Raise A Glass…“Grätzer”
A historic light ale with oak-smoked malt brewed by Schulz Bräu has received a Gold Medal at the U.S. Beer Championships. The following is written by field correspondent M.Thomas.
The sun was a mild sunset orange, but still hanging high in the sky, shrouded in haze. Everything was grey, despite the untamed bursts of greenery fueled by a recent spate of storms. On the road from northern Wisconsin to Knoxville, wildfire smoke lingered. Everything began to look the same, even as sandy soils and stands of pine gave way to fields of corn and soy, then foothills and hollows. Only the rising thermometer verified my southward route. When I finally opened the car door at home, hot, heavy air pulsed with a languorous surge. Ideal atmospheric conditions for a cold drink in a glassing dripping condensation, cooling to the touch and the tongue.
Many beers perform a certain kind of magic in the summer swoons of our humid subtropical environment, from the classic American pilsner of lawnmower beer to beach-dreaming Mexican lagers. Today, though, I raise a glass to an award-winning exemplar of a rare historical style that cuts to the crisp through the haze and heat with a combination of biting complexity and easy-drinkability: Schulz Bräu’s Grätzer, which just won a gold medal at the 2023 U.S. Open Beer Championships, held annually a few hours up I-75 in Oxford, Ohio.

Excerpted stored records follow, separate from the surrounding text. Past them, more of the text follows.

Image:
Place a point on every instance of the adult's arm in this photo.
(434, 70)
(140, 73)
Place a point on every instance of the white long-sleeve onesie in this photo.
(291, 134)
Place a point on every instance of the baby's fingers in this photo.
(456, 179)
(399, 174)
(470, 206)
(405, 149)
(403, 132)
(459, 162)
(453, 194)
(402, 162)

Grätzer is the German name for piwo grodsiskie, a style from the Polish city of Grodzisk. It’s a centuries-old style of light-bodied, low alcohol beer, notably made with oak-smoked malt. Though Schulz Bräu produced this brew for a renaissance fair, it has landed perfectly amid our summer haze.

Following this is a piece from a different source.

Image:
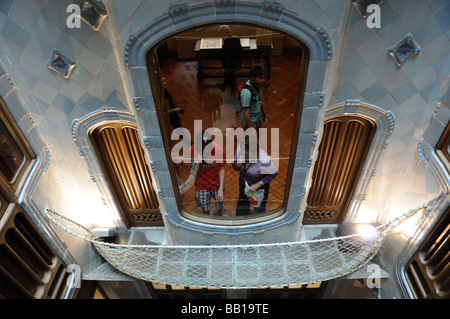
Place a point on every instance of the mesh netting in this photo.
(240, 266)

The Schulz Bräu Grätzer is a muted pale gold in color and cloudy, looking somewhat like their hefeweizen but with a lighter hue. Unlike most of the German styles that Schulz Bräu produces, Grätzer is an ale, not a lager. Without clarifying agents, unfiltered ales are often cloudier than their lager cousins, which gain clarity from their extended periods of fermentation at lower temperatures. The clarity expected of piwo grodziskie by American judges probably comes from its pre-World War II commercial examples. Schulz Bräu has chosen to go with a more natural look for this beer, which suits it.
There is nothing clouded about the taste. After a very mild aroma, a moderate but pleasing bite cuts right through the humid air, delivering the crackling refreshment summer drinkers desire. Fear not: there is no harsh smoky acridity. The smoked malt flavor melds with the herbal notes of continental noble hops into something akin to a solid high-five between friends picnicking in the shade or cooling off by the quarry.

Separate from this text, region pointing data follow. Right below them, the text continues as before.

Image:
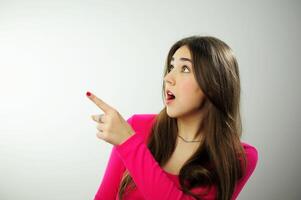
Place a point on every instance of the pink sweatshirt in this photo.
(152, 182)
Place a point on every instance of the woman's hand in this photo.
(111, 125)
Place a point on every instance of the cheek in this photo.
(188, 89)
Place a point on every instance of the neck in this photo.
(188, 126)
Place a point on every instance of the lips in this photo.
(169, 95)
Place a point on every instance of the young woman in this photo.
(191, 149)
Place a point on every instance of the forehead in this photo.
(183, 51)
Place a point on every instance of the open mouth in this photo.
(170, 95)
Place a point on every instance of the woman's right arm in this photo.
(110, 182)
(113, 174)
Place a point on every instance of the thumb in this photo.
(100, 135)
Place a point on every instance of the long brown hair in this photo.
(220, 160)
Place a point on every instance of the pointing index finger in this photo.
(100, 103)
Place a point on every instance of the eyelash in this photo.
(168, 70)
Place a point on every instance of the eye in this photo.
(183, 67)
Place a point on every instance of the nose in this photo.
(169, 79)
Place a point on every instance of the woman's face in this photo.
(181, 82)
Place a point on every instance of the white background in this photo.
(52, 52)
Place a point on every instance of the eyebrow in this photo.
(183, 59)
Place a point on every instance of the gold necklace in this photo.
(187, 140)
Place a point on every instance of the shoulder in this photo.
(142, 123)
(250, 150)
(251, 156)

There’s some kind of small but wondrous magic to the whole thing, the kind of enchantment that makes beer so remarkable, from the eminent crushability of the body to the beguiling flavors – to me, it was lemongrass – produced by the alchemy of woodsmoke and grain.
At 4.1% alcohol, Schulz Bräu’s Grätzer is on the high end of the style’s range, but still low enough by far to provide low key refreshment enlivened by a surprisingly pleasing blend of flavors. So, if that eerie orange sun has you thinking of the apocalypse, change choking smoke for this Grätzer which will brighten your day instead.